11 de diciembre de 2015
11.12.2015

El Colegio de Economistas pondrá su plantilla al servicio de las fallas para profesionalizar la contabilidad

La JCF firma un convenio para que las comisiones adecuen su tributación a las nuevas exigencias

11.12.2015 | 04:15

Aunque ayer no pudo firmarse el protocolo por indisposición del decano, las fallas cuentan desde ya con una nueva herramienta para adecuarse a los nuevos tiempos: titulados del Colegio de Economistas estarán a disposición para llevar a cabo las gestiones económicas de acuerdo con las nuevas normativas.

De acuerdo con el convenio las comisiones tendrán a su disposición un listado de profesionales que estarán a disposición para que las comisiones cumplan con las obligaciones que exigen la nueva ley tributaria que afecta a las asociaciones culturales sin ánimo de lucro y que, si manejan ingresos superiores a 75.000 euros, tendrán que hacer el Impuesto Sobre Sociedades. Este tope supone establecer un techo sobre la primera disposición ministerial, que establecía que todas sin excepción lo tendrían que hacer. Las más modestas podrán recurrir al tradicional «347».

Lo que subyace en esta gestión llevada a cabo por la Junta Central Fallera es que «las comisiones necesitan a estas alturas, profesionalizar su gestión económica. Si lo pueden hacer los propios falleros, fenomenal; pero otras pueden necesitar un gestor profesional. La JCF no puede hacerlo por su cuenta pero sí poner los medios, que es lo que hemos hecho» explicó el vicepresidente del área, Javier Tejero.

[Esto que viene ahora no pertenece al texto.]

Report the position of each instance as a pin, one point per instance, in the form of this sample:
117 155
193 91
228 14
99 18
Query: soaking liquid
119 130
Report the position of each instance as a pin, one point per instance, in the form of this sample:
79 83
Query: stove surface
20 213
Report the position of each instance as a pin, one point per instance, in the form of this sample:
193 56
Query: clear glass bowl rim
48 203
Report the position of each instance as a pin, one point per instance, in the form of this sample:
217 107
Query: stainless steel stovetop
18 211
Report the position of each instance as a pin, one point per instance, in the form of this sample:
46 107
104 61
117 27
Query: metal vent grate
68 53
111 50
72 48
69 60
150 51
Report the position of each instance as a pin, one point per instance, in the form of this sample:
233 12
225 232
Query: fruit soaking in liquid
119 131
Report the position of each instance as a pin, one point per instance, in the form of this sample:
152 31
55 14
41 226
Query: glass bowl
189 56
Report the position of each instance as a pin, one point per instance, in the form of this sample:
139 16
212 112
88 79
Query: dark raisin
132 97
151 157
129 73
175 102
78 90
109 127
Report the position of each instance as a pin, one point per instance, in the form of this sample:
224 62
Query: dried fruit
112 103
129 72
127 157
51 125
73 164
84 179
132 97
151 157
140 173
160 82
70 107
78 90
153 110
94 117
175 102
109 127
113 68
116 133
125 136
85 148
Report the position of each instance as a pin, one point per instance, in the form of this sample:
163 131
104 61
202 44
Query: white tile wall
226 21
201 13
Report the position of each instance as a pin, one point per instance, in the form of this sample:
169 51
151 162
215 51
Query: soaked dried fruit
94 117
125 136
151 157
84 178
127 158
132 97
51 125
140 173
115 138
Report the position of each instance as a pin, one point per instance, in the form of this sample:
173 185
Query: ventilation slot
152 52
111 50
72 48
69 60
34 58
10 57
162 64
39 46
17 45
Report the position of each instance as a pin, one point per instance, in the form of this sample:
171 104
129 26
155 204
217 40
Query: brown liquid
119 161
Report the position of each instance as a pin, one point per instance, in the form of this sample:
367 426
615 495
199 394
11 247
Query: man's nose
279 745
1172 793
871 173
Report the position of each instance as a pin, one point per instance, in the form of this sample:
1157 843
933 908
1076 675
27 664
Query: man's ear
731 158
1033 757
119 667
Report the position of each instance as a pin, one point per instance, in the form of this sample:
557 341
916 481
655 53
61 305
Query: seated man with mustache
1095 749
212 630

El Colegio de Economistas elaborará un listado de profesionales que se apuntarán libremente «y las comisiones conocerán sus particularidades. Porque entendemos, por ejemplo, que será importante la proximidad geográfica del despacho. Aquí lo que se busca es una relación con durabilidad. Hay cosas que no tienen vuelta atrás, y una es esta adecuación profesional». Y puso como ejemplo «aquel momento de la historia de la fiesta en la que los falleros se dieron cuenta que debían contratar artistas profesionales para hacer sus fallas. Ahora, con las cuentas, ocurre lo mismo».

Poner en manos de profesionales las cuentas supone «no sólo evitar sustos posteriormente, sino también evitar tentaciones y conflictos que surgen en las comisiones» en alusión clara a las irregularidades que, periódicamente, se denuncian.

No habrá vuelta atrás

Hacienda ha echado el ojo a las asociaciones culturales de todo el territorio español, aunque lo que subyace no es controlar los ingresos y gastos de éstos, sino los movimientos de los proveedores, que son los que, obviamente, sí que tienen ánimo de lucro. Y no se cree que un posible cambio de color en el gobierno de España vaya a cambiar esto. Puede haber una nueva suavización en la norma, pero se antoja que su derogación será imposible. Las asociaciones culturales deben presentar, en lógica, unas cuentas equilibradas en ingresos y gastos. «Deberemos empezar a pensar que no se puede vivir a base de tickets». Las tarifas por los servicios no quedan determinadas «porque cada comisión es un mundo y necesitará una gestión diferente». Ahí está la ley de la oferta y la demanda. Y podrán optar a este servicio todas las comisiones, incluyendo las de las poblaciones.